Informação em tempo de férias
As férias da grande maioria dos portugueses já chegaram ao fim, naturalmente que me refiro àqueles privilegiados que vão tendo emprego e como tal direito a férias. Neste período foi evidente a inversão dos fluxos de trânsito e de hábitos, as cidades ficaram menos congestionadas e as aldeias menos desertificadas.
Quer tenha sido num destino tropical, dentro do país ou simplesmente em casa de familiares, todos aproveitaram a paragem de férias para descomprimir do stress acumulado ao longo do ano nas actividades de cada um. Aproveita-se para rever familiares, para fazer tudo aquilo que ao longo do resto do ano não é possível fazer, por isso é natural que nos desliguemos da maioria das fontes de informação, que no seu conjunto é suposto garantirem alguma pluralidade. Jornais diários ou mesmo semanais, Internet ou mesmo a rádio ficam muitas vezes esquecidos ou até propositadamente deixados de lado. Mas a televisão é algo que é quase impossível dispensar, a não ser que se esteja longe do país.
Se, mesmo com acesso a todos os meios de comunicação social é difícil haver uma real pluralidade, vendo apenas televisão, é quase impossível o acesso a uma qualquer ideia de contraditório. Precisamente na forma como se faz a informação televisiva em Portugal, se vai moldando a consciência colectiva. A escolha das notícias de abertura, dos directos, dos destaques, tudo nos leva a formar uma maneira comum de pensar, na ausência de outros meios que nos façam reflectir sobre aquilo que nos entra pelos sentidos, trazido pela caixa que dizem ter mudado o mundo.

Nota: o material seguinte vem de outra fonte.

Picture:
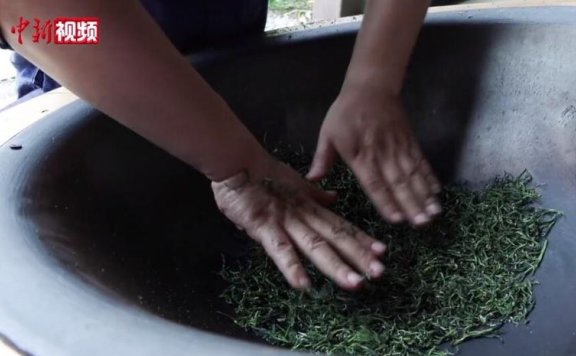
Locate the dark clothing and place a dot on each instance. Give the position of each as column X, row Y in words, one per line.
column 190, row 25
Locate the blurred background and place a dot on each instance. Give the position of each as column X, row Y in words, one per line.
column 283, row 13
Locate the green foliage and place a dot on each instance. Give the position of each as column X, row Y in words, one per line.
column 462, row 277
column 283, row 6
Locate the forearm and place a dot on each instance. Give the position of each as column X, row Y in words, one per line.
column 384, row 44
column 136, row 76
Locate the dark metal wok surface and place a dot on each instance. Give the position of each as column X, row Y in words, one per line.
column 110, row 246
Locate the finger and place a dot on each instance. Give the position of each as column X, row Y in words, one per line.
column 411, row 166
column 427, row 188
column 431, row 177
column 278, row 246
column 321, row 196
column 349, row 241
column 375, row 187
column 403, row 192
column 339, row 223
column 324, row 158
column 319, row 251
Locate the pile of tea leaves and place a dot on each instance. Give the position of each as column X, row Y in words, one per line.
column 462, row 277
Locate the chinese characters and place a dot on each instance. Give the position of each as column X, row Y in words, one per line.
column 72, row 30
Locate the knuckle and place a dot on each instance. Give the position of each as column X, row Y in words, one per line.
column 375, row 185
column 281, row 245
column 314, row 242
column 399, row 180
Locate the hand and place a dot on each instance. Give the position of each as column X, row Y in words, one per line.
column 282, row 211
column 370, row 132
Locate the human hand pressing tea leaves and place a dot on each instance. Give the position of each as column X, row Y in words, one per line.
column 284, row 213
column 370, row 132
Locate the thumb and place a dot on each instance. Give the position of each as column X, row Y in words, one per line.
column 323, row 160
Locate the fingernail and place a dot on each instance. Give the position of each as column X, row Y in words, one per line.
column 376, row 269
column 354, row 278
column 396, row 217
column 421, row 219
column 378, row 247
column 434, row 209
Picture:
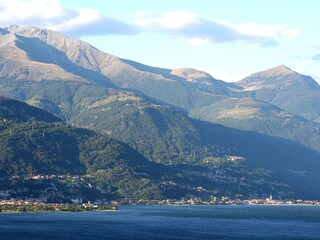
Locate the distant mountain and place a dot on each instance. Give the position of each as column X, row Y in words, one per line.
column 38, row 54
column 168, row 136
column 289, row 90
column 254, row 115
column 149, row 109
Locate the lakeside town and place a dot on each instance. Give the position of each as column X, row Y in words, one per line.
column 34, row 205
column 46, row 202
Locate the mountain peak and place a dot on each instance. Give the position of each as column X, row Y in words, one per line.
column 279, row 70
column 278, row 77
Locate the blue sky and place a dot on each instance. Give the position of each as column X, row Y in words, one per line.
column 230, row 39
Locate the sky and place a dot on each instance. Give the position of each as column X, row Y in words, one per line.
column 230, row 39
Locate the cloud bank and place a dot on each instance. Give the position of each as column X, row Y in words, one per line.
column 51, row 14
column 198, row 30
column 191, row 27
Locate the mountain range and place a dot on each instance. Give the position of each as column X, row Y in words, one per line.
column 256, row 136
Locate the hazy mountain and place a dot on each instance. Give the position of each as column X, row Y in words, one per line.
column 42, row 54
column 133, row 103
column 253, row 115
column 289, row 90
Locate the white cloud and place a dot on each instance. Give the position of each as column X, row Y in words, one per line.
column 169, row 20
column 223, row 75
column 263, row 30
column 19, row 10
column 51, row 14
column 198, row 41
column 198, row 30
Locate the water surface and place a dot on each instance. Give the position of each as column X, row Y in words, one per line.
column 167, row 222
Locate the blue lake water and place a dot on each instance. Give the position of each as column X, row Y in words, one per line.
column 168, row 222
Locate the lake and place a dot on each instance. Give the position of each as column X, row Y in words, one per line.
column 167, row 222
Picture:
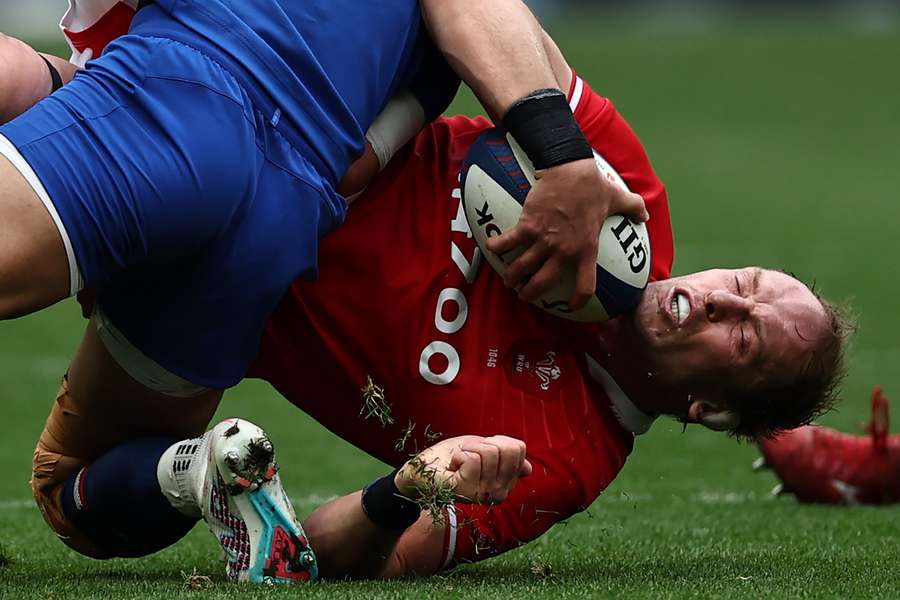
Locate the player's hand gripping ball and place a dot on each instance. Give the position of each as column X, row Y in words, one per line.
column 496, row 178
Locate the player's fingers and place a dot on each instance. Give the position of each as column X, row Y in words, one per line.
column 467, row 479
column 629, row 204
column 544, row 279
column 585, row 279
column 510, row 240
column 490, row 461
column 512, row 453
column 520, row 270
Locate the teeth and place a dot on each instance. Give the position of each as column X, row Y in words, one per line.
column 681, row 308
column 684, row 308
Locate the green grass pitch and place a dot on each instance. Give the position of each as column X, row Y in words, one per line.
column 779, row 146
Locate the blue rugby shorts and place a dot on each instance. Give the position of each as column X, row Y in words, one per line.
column 177, row 199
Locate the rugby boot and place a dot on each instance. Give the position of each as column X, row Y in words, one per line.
column 244, row 504
column 821, row 465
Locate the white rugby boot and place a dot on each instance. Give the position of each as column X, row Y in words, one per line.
column 230, row 474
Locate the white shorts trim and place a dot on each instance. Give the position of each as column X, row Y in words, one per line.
column 76, row 283
column 451, row 538
column 138, row 365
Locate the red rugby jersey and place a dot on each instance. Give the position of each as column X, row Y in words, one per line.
column 404, row 297
column 89, row 25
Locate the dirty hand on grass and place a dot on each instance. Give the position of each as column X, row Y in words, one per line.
column 477, row 469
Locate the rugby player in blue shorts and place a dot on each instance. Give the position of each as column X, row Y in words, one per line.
column 188, row 173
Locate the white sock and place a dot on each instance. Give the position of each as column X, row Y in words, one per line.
column 180, row 473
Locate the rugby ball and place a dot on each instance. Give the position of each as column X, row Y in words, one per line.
column 495, row 180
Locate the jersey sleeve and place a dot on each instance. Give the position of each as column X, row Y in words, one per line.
column 89, row 25
column 563, row 483
column 611, row 135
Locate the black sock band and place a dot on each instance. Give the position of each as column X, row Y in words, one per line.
column 544, row 126
column 387, row 507
column 55, row 78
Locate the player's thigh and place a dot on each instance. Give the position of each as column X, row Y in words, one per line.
column 34, row 269
column 146, row 156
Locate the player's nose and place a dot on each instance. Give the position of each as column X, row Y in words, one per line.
column 721, row 305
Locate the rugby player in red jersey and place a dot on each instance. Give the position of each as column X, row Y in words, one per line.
column 819, row 464
column 413, row 310
column 457, row 354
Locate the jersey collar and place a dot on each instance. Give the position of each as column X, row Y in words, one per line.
column 628, row 414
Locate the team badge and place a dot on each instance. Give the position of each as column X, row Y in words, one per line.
column 533, row 367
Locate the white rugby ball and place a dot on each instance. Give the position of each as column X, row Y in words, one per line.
column 497, row 176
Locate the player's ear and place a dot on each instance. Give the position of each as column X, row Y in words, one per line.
column 712, row 414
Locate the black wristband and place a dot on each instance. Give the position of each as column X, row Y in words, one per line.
column 387, row 507
column 543, row 125
column 55, row 78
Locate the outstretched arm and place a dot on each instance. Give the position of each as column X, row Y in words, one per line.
column 498, row 48
column 25, row 77
column 357, row 542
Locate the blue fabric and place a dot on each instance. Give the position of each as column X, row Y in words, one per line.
column 185, row 207
column 328, row 66
column 123, row 511
column 193, row 164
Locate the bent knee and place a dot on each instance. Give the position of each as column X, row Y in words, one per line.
column 53, row 463
column 50, row 470
column 34, row 266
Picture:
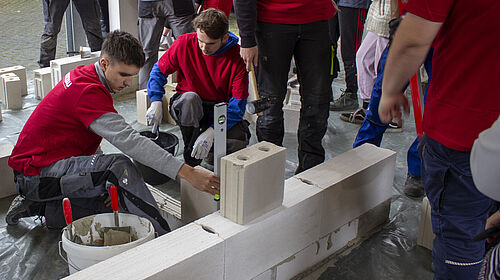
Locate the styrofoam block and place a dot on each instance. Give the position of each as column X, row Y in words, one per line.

Não é difícil encontrar exemplos, a morte do futebolista espanhol Puerta mereceu ligações em directo de todos os canais, no Iraque morrem diariamente dezenas de pessoas e, no máximo, aparecem alguns segundos de notícia como descargo de consciência. Será a vida de um jogador é assim tão mais importante que as vidas de tantas pessoas inocentes? Não creio.
Todos os dias somos bombardeados em todos os jornais, de todos os canais, com largos minutos do diário dos treinos dos chamados clubes grandes de futebol e das declarações repetitivas e muitas vezes fastidiosas dos respectivos treinadores. Enquanto isso ficam esquecidos tantos problemas, tantas coisas boas conseguidas pelo país fora por tantas pessoas que todos os dias se esforçam pelo bem comum e que ficam no anonimato por força dos objectivos de audiências.
As ditas audiências não deveriam influenciar desta forma as escolhas e as opções dos responsáveis pelos serviços noticiosos. Naturalmente que cabe a cada um de nós filtrar a informação que nos chega e tentar ter informação com diferentes formas e de diferentes proveniências, sob pena estar a ser formatada uma consciência colectiva baseada em interesses pouco claros e que os portugueses estejam aos poucos a perder a capacidade de compreender, analisar e agir sobre o mundo que nos rodeia, sendo facilmente influenciáveis pelos poderes instituídos.